Research comparisons of WER between official DeepSpeech model and commercial tools 🧐

Hi everyone,
We are conducting tests to establish the WER between the official DeepSpeech pre-trained model (0.4.1 for now) and commercial tools (Watson, Google, Azure, AWS). Has anyone done something similar?

Results will vary widely (and wildly) depending on the test dataset used. We have focused on English but want to cover other languages soon.

It would be great to collaborate or chat about approaches if anyone is also already working on this.

2 Likes

There is a company called Descript which posted on a similar topic on Medium. Perhaps it will provide real-world guidance and expectations for WER.

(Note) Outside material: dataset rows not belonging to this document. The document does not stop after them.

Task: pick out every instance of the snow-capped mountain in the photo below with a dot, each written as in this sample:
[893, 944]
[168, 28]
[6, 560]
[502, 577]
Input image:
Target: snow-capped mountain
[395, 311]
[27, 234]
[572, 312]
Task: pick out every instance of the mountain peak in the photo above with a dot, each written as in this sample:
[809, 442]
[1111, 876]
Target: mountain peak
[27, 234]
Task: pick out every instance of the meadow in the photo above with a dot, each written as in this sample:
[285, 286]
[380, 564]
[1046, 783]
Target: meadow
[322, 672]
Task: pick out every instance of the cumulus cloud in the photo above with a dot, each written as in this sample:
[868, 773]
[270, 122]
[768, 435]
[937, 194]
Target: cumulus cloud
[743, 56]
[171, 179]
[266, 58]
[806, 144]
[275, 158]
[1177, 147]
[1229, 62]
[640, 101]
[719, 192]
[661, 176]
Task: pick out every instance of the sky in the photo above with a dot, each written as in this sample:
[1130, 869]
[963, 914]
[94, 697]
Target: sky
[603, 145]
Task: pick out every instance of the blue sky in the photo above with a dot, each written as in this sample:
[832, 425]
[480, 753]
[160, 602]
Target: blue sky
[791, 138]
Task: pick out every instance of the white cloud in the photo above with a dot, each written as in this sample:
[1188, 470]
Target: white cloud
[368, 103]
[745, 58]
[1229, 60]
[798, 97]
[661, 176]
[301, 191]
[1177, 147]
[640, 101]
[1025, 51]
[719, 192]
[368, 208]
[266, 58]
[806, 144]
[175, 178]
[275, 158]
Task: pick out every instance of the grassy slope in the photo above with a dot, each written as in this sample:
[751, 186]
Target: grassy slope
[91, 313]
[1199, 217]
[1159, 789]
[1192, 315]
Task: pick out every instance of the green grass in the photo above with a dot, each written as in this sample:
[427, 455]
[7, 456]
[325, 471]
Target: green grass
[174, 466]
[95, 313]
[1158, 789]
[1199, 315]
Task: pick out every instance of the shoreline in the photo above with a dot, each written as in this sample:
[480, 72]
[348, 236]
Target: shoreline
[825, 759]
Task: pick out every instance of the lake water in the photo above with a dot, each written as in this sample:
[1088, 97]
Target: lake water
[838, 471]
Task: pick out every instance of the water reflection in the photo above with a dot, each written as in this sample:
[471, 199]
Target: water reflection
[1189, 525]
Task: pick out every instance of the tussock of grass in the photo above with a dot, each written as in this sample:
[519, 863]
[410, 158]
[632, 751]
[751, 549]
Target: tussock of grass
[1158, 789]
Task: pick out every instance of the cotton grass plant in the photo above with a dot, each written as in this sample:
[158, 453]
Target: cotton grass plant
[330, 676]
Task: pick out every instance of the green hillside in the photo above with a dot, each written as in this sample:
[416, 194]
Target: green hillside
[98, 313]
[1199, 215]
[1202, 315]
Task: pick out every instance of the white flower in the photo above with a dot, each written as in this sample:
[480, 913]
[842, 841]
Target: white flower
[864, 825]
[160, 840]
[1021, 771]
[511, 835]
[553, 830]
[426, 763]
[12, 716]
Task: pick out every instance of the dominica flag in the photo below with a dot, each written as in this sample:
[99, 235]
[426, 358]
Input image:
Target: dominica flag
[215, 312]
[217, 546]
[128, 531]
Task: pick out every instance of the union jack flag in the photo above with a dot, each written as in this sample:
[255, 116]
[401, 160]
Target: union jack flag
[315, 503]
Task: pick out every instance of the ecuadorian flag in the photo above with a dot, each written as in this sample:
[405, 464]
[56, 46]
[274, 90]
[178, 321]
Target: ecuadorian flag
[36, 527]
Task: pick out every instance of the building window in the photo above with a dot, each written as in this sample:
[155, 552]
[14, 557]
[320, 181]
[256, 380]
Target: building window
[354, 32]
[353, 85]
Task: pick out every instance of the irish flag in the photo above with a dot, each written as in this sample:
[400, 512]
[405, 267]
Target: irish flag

I’d like to help. My main job over the last year or so has been technical marketplace intelligence in NLP including speech to text. There doesn’t seem to be anywhere near as much interest in the community to compete against such performance indicators in speech to text vs say text-based conversational AI (e.g. SQuAD, CoQA etc) but maybe there will be in future. One issue we came across was that for arbitrary-length files, WER’s cumulative error rate and apparently arbitrary sentence chunking methods made it, in our research anyway, impractical so we’ve been evaluating using difflib that produces 100% reliable insert / delete / omission counts for any two texts, as long as you preprocess each word / token to separate lines.

This isn’t a problem right now for DeepSpeech with its “sentence-length” / “whole recording visibility” constraint (practically meaning you needing to break up an audio recording into 5-7s chunks) but will be an issue for dictation scenarios. Although with the streaming work maybe this has been eliminated – please school me if I’m out of date.

We published our WER results, 8.3%, for the 0.4.1 version of DeepSpeech on the LibriSpeech clean test data set (LS-c) , which you can verify if you want.

Franck Dernoncourt benchmarked commercial engines on the LibriSpeech clean test data set (LS-c) and found that the best commercial engine on LS-c was Speechmatics with a WER of 7.3% and the second best was IBM with 9.8%

ASR API Date CV F IER LS-c LS-o
Human 5.8 12.7
Google 2018-03-30 23.2 24.2 16.6 12.1 28.8
Google Cloud 2018-03-30 23.3 26.3 18.3 12.3 27.3
IBM 2018-03-30 21.8 47.6 24.0 9.8 25.3
Microsoft 2018-03-30 29.1 28.1 23.1 18.8 35.9
Speechmatics 2018-03-30 19.1 38.4 21.4 7.3 19.4
Wit.ai 2018-03-30 35.6 54.2 37.4 19.2 41.7
1 Like

Hi @tinok,

Were you able to conduct your tests? Do you have results yet?

Thanks

I’m surprised not to see Voicebase in there – our internal tests have shown good results. I guess it comes down to focusing on broadband acoustic models (vs those over traditional phone lines?)